A pergunta faz sentido, pois, como mostra um gráfico do livro, dos 27 estados brasileiros, 15 estão cultivando soja. Em cinco deles (Pará, Roraima, Rondônia, Tocantins e Piauí), a produção cresceu mais de 300% entre 1995 e 2003. O que não chega a tirar de Mato Grosso o posto de estado líder na produção do grão. Ora, basta lembrar das imagens das fazendas de soja (devastadas, sem árvore nenhuma) e superpô-las ao mapa do Brasil para percebermos que o avanço desta monocultura está acabando com áreas grandes da Amazônia e do Cerrado.

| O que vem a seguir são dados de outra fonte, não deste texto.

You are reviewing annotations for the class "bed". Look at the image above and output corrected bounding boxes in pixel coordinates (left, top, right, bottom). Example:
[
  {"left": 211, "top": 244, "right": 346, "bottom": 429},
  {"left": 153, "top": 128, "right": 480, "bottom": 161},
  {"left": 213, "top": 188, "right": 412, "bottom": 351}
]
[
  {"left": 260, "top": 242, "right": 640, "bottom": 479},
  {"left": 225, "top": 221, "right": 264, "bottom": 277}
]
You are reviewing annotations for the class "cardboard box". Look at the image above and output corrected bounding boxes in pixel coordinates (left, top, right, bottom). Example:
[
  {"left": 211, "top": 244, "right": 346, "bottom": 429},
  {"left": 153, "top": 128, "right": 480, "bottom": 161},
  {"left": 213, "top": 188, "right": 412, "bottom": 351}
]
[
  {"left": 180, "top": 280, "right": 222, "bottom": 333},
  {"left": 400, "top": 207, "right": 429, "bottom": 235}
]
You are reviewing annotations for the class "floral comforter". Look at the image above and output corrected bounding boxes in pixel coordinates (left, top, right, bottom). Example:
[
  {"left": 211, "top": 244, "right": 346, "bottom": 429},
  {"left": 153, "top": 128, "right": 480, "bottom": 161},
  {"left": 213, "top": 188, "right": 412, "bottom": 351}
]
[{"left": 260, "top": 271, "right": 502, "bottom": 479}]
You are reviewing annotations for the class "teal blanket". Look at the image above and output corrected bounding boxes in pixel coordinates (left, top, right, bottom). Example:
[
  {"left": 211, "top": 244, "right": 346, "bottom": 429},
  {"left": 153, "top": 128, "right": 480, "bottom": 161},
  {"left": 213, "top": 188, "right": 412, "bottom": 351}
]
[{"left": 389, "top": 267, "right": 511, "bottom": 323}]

Os defensores deste modelo de desenvolvimento contra-argumentam com ênfase no aspecto econômico. Costumam dizer que as exportações agrícolas, e principalmente as de soja, equilibram o balanço de pagamentos do Brasil. “Mas balanço de pagamentos não enche barriga”, diz Sérgio Schlesinger. Ele denuncia que a soja, por precisar sempre mais de terras e contaminar o ambiente com os agrotóxicos aspergidos por avião, destrói a agricultura familiar, gerando êxodo rumo às cidades. E não gera empregos em número suficiente que compense o prejuízo social no campo.
Isto porque, com a mecanização intensa, os empregos na produção de soja vêm diminuindo. Estima-se que no total em 2004, o Brasil tinha 335 mil pessoas empregadas no ciclo produtivo do grão. Em 1996, estimava-se o número de 741 mil. Quando se olha por hectares plantados no ano 2000, vemos que o número de empregos na produção de tomate é de 245 por cada 100 hectares. Na produção de uva, são 113 por 100 hectares. E a soja? Nada mais do que 2 empregos por 100 hectares plantados (dados do ano 2000).
“Fora a questão ambiental da Amazôina e o Cerrado, vemos que a renda da soja é concentrada em multinacionais de alimentos, como a Bunge e a Cargill, além dos fazendeiros. O rendimento da soja fica todo aí. Onde está a riqueza do agronegócio?”, conclui o pesquisador. Com “O Grão que Cresceu Demais”, a FASE contribui mais uma vez para o debate sobre o modelo de desenvolimento adotado pelo Brasil nos últimos anos. Um modelo que não poderá se sustentar no longo prazo, pois está gerando um perigoso passivo social e ambiental.